Now everything is running smoothly:

=# select new_order('goodguy', 100.0);
 new_order 
-----------
         1
(1 row)

=# select new_order('badguy', 100.0);
ERROR:  person has been blacklisted

But something's wrong with the blacklist table: it doesn't tell you who blacklisted the person or why.  You also happen to know that you added all of the existing people on the blacklist, so you want to have them reflect that.  You run the following ALTER TABLEs:

ALTER TABLE blacklist
  ADD COLUMN reason text,
  -- use DEFAULT to assign values to existing rows
  ADD COLUMN blacklisted_by text
    NOT NULL DEFAULT 'you';

-- and then drop it
ALTER TABLE blacklist
  ALTER COLUMN blacklisted_by
    DROP DEFAULT;

And everything seems to be working nicely.  However, a few days later you realize that "badguy" stole all your money by getting through a couple of fake orders.  How did that happen?

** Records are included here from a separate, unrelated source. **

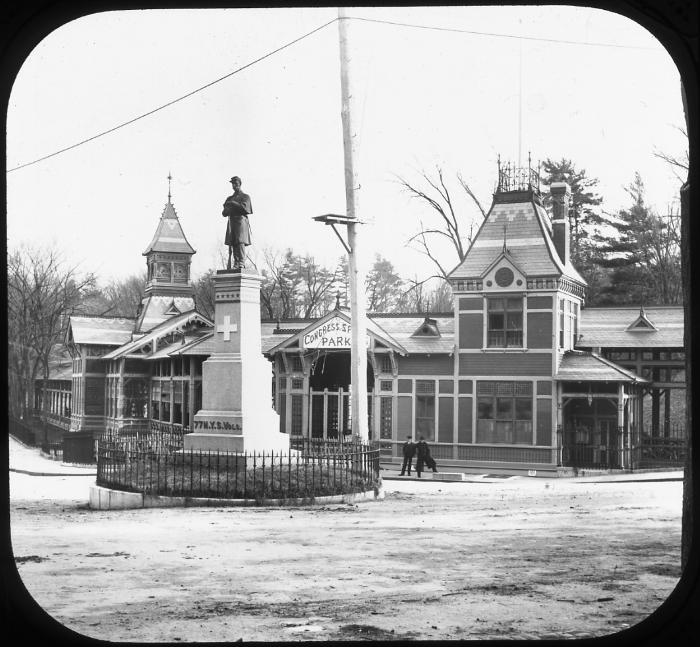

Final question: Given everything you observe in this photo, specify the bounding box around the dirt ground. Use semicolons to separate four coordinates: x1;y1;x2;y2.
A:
9;471;682;642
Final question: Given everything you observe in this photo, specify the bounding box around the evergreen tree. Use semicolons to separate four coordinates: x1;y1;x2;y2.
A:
595;173;681;305
365;255;404;312
539;158;604;264
539;158;607;303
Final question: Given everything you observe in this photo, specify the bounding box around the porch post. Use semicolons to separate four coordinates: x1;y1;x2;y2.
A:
302;355;310;439
188;357;195;431
617;383;626;469
556;381;564;465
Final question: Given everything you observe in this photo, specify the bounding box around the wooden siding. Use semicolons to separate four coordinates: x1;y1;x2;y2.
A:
458;380;473;394
84;377;105;416
459;313;483;349
457;446;554;464
537;380;552;395
459;297;482;310
458;353;552;376
536;397;552;445
438;396;453;443
528;296;552;309
397;356;454;375
397;396;412;438
527;312;553;348
458;398;472;442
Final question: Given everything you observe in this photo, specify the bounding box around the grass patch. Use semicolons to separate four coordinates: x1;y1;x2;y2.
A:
98;452;376;502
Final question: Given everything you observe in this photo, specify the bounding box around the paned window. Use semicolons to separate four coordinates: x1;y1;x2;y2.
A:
380;354;393;373
476;381;533;444
380;397;393;439
291;395;303;434
123;378;148;419
415;380;435;441
487;298;523;347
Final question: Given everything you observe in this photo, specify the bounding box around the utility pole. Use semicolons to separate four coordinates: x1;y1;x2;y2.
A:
338;6;369;443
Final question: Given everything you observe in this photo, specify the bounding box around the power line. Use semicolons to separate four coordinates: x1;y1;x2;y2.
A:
8;14;659;173
349;16;659;51
7;18;338;173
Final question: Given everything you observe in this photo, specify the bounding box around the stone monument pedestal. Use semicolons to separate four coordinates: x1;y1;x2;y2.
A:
184;270;289;453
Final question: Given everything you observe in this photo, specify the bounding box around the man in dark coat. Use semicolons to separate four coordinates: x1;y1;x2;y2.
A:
222;176;252;270
399;435;415;476
415;436;438;478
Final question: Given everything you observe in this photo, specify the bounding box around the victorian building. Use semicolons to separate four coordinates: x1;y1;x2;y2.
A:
35;166;686;474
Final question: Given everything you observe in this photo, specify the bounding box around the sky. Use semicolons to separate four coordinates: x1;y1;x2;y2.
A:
6;5;687;286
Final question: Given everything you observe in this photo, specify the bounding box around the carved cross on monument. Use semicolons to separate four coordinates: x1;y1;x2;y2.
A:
217;315;238;341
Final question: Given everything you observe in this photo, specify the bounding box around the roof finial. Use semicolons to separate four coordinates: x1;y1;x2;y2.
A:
503;224;508;252
167;172;173;202
336;291;342;310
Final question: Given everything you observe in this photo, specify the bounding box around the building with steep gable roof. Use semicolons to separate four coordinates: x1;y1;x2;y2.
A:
34;166;685;473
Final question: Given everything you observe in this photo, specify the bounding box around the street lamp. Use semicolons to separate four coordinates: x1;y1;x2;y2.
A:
313;213;369;444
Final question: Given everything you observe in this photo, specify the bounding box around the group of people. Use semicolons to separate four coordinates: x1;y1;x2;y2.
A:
399;435;438;477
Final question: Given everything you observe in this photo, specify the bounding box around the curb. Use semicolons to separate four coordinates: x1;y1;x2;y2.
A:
88;484;380;510
10;468;97;477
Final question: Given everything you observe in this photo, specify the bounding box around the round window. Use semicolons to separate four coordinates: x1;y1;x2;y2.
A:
495;267;514;287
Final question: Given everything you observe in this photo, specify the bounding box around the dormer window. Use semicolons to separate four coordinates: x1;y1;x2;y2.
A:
627;307;657;332
413;317;440;337
487;297;523;347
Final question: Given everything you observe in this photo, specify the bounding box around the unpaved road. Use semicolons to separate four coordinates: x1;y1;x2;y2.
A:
10;471;682;642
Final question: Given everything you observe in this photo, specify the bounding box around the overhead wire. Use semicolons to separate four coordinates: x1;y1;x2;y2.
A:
350;16;659;50
7;17;338;173
7;14;659;173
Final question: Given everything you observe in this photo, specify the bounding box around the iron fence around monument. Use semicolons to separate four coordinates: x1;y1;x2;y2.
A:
96;438;380;502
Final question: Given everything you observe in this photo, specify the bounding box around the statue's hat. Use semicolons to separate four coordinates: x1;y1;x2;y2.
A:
230;176;241;183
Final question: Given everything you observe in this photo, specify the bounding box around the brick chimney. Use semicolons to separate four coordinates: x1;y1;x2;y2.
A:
550;182;571;266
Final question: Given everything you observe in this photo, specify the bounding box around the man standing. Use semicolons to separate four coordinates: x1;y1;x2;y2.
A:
415;436;438;478
399;435;415;476
222;176;252;271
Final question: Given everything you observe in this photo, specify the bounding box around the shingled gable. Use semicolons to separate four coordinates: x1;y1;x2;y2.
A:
103;310;212;360
66;316;135;347
142;200;195;255
555;350;649;384
136;194;198;333
447;190;585;286
266;307;406;355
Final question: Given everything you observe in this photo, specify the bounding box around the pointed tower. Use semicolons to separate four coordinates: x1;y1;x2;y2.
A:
135;179;196;334
446;157;587;455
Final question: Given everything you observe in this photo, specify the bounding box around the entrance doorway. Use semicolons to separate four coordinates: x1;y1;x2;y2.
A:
308;351;374;439
562;397;620;468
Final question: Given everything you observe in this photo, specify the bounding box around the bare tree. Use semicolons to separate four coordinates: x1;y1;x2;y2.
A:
84;273;147;317
653;124;689;185
7;246;96;419
298;255;339;318
192;269;216;320
395;276;452;313
258;248;339;319
396;166;486;279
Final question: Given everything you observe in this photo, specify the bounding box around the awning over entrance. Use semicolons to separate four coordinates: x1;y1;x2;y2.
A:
555;351;648;384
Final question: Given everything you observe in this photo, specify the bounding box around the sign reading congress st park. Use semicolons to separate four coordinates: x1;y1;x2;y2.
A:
302;316;370;349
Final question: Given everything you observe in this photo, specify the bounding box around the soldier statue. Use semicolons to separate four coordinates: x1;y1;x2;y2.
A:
222;176;252;271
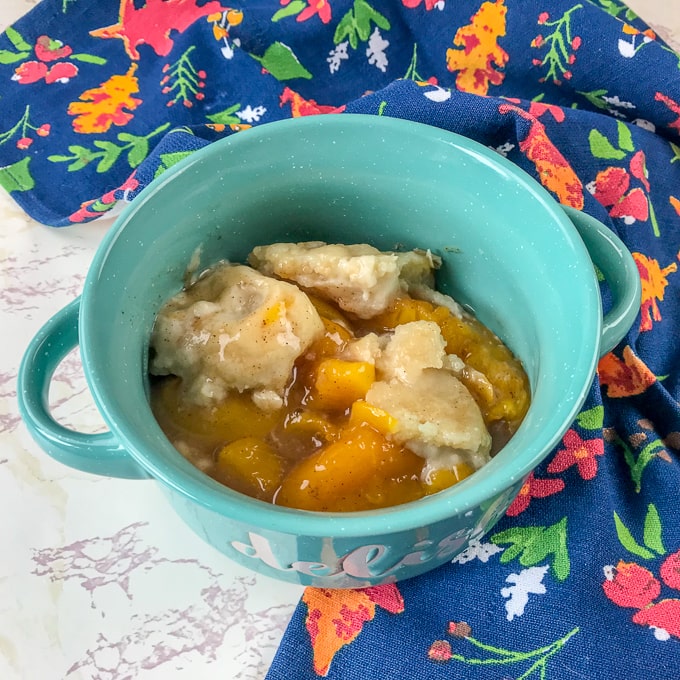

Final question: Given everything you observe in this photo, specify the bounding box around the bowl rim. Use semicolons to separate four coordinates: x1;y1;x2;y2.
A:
81;113;601;537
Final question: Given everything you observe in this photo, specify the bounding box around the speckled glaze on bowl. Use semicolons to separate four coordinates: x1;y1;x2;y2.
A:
18;115;640;587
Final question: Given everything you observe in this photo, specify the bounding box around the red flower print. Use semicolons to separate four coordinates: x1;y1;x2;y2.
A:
428;640;452;662
448;621;472;638
11;35;80;85
591;166;649;224
402;0;443;10
629;150;650;191
16;137;33;150
527;100;565;122
44;62;79;84
34;35;73;62
506;471;565;516
632;599;680;638
12;61;48;85
603;561;661;609
547;429;604;480
67;174;140;223
68;201;99;223
101;175;140;204
660;550;680;590
298;0;332;23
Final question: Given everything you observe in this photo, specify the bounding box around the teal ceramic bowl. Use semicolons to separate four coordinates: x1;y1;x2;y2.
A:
18;115;640;587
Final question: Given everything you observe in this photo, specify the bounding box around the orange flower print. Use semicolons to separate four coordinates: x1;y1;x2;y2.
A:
446;0;508;95
598;345;656;398
279;87;346;117
498;103;584;209
505;471;564;516
304;584;404;676
633;252;678;332
670;195;680;217
67;64;142;134
547;430;604;480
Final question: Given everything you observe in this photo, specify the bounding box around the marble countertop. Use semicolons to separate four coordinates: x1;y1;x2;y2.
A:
0;3;304;679
1;1;679;679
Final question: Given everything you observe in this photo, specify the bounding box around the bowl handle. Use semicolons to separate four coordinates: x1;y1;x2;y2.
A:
17;297;148;479
561;206;641;357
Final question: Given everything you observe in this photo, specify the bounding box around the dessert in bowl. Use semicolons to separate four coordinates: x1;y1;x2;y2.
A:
18;114;640;587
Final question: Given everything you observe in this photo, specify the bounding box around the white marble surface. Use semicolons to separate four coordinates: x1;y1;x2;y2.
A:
1;1;679;679
0;3;303;679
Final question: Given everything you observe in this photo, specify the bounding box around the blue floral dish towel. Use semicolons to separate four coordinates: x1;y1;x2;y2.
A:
2;1;680;678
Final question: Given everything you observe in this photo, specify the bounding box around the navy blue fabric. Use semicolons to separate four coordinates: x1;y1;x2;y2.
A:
2;2;680;678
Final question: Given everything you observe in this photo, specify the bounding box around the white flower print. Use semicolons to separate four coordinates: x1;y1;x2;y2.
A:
328;41;349;74
633;118;656;133
602;95;635;109
366;27;389;72
501;565;550;621
423;87;452;102
451;539;503;565
236;105;267;123
493;142;515;157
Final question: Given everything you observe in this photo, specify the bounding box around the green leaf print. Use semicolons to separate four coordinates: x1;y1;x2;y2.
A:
271;0;306;22
669;142;680;164
575;405;604;430
617;120;634;152
590;0;637;22
69;53;107;65
0;157;35;192
613;505;666;559
614;433;667;493
531;4;583;85
207;104;242;125
48;124;169;173
643;504;666;555
161;46;205;107
5;27;31;53
491;517;570;581
613;511;654;559
334;0;390;49
577;88;609;110
90;197;116;213
153;151;194;178
126;138;149;169
251;42;312;81
48;144;97;172
0;49;30;64
92;140;122;173
589;129;626;159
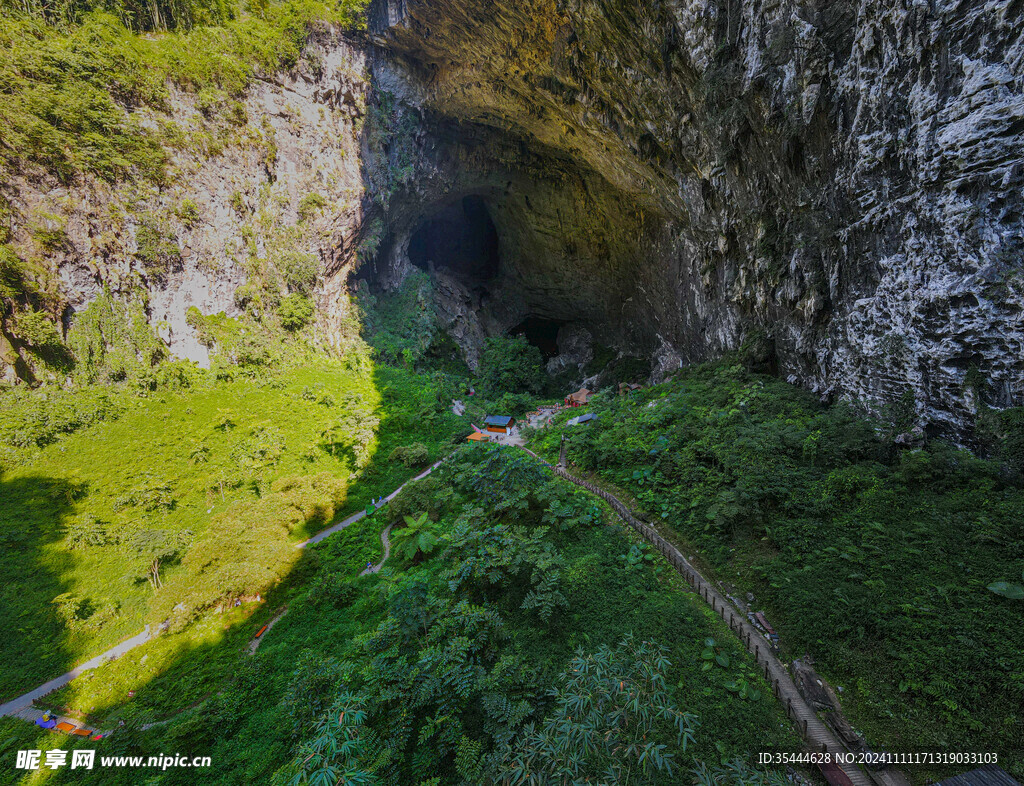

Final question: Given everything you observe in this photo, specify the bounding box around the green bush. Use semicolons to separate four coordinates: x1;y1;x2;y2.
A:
176;198;201;228
478;334;545;396
277;293;313;331
68;290;166;383
134;215;182;278
388;441;429;467
298;192;327;222
10;309;73;371
0;385;124;448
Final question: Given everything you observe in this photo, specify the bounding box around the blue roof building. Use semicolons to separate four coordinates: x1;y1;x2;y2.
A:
483;415;514;433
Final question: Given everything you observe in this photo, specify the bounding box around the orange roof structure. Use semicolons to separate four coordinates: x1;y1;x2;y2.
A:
567;388;592;405
467;431;487;442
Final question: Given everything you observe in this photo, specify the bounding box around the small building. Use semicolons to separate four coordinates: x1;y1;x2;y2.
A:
619;382;643;395
567;413;599;426
483;415;515;434
466;431;490;443
565;388;592;407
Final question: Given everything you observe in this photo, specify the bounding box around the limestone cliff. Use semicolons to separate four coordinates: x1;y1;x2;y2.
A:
3;1;1022;443
360;0;1024;441
0;29;368;377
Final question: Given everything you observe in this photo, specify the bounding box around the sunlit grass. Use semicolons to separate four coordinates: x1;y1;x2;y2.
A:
0;359;463;706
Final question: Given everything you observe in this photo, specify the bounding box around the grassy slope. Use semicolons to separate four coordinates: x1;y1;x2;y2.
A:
0;445;799;785
0;360;463;705
528;362;1024;782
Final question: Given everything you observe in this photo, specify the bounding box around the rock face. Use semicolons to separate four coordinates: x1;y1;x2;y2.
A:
3;4;1020;441
359;0;1024;441
1;30;369;372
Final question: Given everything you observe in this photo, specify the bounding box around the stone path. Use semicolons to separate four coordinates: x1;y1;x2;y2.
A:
0;626;152;719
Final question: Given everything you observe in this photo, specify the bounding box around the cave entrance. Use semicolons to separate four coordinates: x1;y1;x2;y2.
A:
510;317;563;360
408;196;499;281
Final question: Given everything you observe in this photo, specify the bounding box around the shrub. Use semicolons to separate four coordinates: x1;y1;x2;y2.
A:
298;192;327;222
11;309;74;371
68;291;166;383
478;334;545;396
176;198;201;228
277;249;319;295
278;293;314;331
134;216;181;278
388;442;429;468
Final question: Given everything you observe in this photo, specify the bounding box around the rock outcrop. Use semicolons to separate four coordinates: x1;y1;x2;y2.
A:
1;29;369;372
359;0;1024;441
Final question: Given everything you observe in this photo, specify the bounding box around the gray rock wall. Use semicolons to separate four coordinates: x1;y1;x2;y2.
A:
362;0;1024;440
1;30;369;374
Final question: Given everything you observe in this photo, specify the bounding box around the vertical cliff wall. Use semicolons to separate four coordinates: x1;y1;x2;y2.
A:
0;29;369;378
357;0;1024;441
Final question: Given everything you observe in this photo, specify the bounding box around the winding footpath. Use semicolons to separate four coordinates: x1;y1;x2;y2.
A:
0;627;152;725
0;434;906;786
1;458;449;728
361;523;396;575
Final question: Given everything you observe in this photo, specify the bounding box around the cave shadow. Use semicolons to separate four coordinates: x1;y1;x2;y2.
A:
510;316;564;360
0;474;82;705
407;195;500;284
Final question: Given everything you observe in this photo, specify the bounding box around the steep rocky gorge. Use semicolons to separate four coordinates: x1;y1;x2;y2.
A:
357;0;1024;441
3;1;1022;444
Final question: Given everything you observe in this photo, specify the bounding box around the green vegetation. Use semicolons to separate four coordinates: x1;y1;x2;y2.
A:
0;356;463;707
276;292;313;331
355;271;466;373
529;360;1024;778
478;334;546;397
67;291;167;385
0;0;369;185
297;191;327;222
0;443;794;784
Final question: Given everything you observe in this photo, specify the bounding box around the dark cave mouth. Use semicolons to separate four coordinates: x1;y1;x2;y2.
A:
510;316;564;360
408;195;500;282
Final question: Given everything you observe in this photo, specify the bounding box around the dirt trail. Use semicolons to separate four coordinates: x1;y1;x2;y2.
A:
361;523;395;575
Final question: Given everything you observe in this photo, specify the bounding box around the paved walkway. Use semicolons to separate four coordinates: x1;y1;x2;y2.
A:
296;458;446;548
361;523;395;575
248;608;289;654
541;460;905;786
0;626;151;719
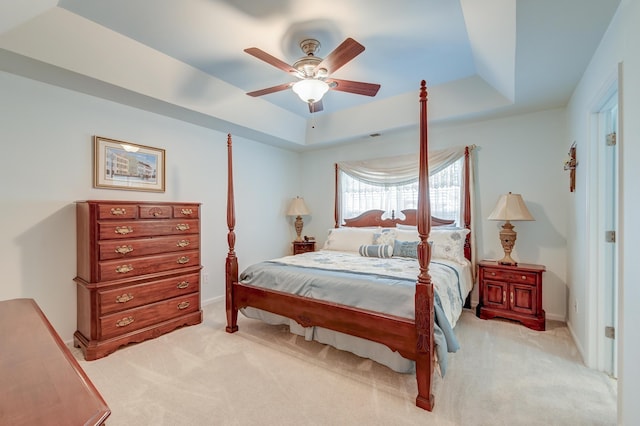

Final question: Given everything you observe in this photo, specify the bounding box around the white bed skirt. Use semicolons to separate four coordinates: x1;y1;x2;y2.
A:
240;307;415;373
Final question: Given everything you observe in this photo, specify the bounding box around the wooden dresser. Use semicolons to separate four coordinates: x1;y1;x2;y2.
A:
0;298;110;425
74;200;203;360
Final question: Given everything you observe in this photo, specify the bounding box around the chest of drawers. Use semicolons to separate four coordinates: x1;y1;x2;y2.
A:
74;200;203;360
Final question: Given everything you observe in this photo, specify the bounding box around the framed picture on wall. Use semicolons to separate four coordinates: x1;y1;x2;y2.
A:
93;136;166;192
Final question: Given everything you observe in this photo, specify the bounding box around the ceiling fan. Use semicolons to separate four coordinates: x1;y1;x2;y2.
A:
244;38;381;113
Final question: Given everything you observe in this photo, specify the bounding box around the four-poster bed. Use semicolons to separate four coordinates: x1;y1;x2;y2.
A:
225;81;471;411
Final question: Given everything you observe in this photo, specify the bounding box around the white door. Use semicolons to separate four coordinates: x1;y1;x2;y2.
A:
598;95;618;378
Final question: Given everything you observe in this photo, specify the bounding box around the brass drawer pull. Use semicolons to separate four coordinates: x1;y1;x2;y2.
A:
148;207;163;217
115;245;134;255
180;208;193;215
116;316;134;327
491;272;496;276
177;281;190;289
115;264;134;274
176;240;190;248
503;290;506;302
115;226;133;235
175;223;190;231
115;293;134;303
510;292;514;305
521;275;527;280
177;256;190;264
177;301;190;310
110;208;126;216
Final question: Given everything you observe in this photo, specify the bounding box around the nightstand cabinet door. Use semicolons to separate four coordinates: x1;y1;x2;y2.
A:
511;283;536;316
477;261;545;331
484;280;509;310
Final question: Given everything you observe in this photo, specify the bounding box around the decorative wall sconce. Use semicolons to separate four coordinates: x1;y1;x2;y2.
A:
563;142;577;192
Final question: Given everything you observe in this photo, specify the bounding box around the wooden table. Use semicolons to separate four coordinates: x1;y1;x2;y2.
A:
0;298;110;425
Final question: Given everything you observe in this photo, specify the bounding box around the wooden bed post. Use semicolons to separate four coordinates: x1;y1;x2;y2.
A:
415;80;435;411
225;134;239;333
463;146;472;261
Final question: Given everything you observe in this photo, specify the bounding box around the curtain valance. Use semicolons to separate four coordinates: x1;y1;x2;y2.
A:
337;146;468;185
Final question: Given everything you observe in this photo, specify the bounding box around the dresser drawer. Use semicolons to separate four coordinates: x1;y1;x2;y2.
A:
173;205;199;219
97;204;137;220
99;293;200;339
98;250;200;281
138;205;172;219
98;235;200;261
98;219;199;240
482;267;538;285
99;272;200;315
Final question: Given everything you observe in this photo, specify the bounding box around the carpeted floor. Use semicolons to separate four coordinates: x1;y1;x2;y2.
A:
72;300;617;425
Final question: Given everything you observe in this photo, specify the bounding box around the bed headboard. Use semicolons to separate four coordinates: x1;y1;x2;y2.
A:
341;209;454;228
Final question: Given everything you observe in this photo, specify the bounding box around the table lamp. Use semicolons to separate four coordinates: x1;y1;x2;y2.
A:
487;192;534;265
287;196;310;242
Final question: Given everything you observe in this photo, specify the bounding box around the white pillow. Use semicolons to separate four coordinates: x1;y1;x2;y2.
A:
373;228;397;246
396;224;417;230
322;227;378;252
395;228;420;242
428;228;470;264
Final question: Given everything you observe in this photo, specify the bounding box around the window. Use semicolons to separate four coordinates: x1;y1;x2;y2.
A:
339;157;464;226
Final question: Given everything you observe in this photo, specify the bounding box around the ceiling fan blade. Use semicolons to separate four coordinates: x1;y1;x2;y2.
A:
244;47;299;75
313;38;365;75
246;82;292;97
309;99;323;113
328;78;381;97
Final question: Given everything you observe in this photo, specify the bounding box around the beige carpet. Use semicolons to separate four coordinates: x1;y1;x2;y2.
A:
72;300;616;425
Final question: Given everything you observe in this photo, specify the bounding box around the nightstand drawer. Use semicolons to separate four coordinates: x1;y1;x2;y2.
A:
293;241;315;255
482;267;538;285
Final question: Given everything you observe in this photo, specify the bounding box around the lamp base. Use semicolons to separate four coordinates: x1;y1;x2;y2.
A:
498;221;518;266
497;256;518;266
294;215;304;242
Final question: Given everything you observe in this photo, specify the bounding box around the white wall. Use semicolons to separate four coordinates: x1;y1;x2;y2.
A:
300;108;568;320
0;71;300;342
566;0;639;423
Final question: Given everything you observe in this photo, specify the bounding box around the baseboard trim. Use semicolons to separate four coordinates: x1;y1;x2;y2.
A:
566;319;587;365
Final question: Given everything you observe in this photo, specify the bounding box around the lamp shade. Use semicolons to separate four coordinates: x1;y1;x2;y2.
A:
287;197;310;216
292;79;329;103
487;192;534;221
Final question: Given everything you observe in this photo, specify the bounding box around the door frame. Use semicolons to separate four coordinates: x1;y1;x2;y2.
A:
586;63;621;376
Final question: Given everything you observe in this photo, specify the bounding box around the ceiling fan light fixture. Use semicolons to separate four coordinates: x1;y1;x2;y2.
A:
292;79;329;103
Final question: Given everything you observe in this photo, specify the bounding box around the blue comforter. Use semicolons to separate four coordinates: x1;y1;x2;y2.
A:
240;254;464;375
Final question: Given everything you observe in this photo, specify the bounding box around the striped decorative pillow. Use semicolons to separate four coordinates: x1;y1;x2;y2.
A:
358;244;393;258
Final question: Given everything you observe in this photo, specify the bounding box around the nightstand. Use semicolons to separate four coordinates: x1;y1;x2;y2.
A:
476;260;546;331
292;241;315;255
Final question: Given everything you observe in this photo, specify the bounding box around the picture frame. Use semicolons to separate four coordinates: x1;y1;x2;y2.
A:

The answer is a bit complicated, but the gist of it is that if a STABLE function accesses the table for the first time in a transaction while a table-rewriting operation (such as the ALTER TABLE we used) is going on concurrently, it will see an empty table, instead of either the old or the new version of the data.  is_blacklisted() returned FALSE because of this, and "badguy" happened to be able to create an order.  This caveat applies to ALL SERIALIZATION MODES; not even READ COMMITTED users are safe.  However, SQL language functions don't seem to have this problem in more recent versions of postgres.

This really questions the safety of table-rewriting operations in an application heavy on PL/PgSQL (or some other procedural languages).  I know we're banning them internally.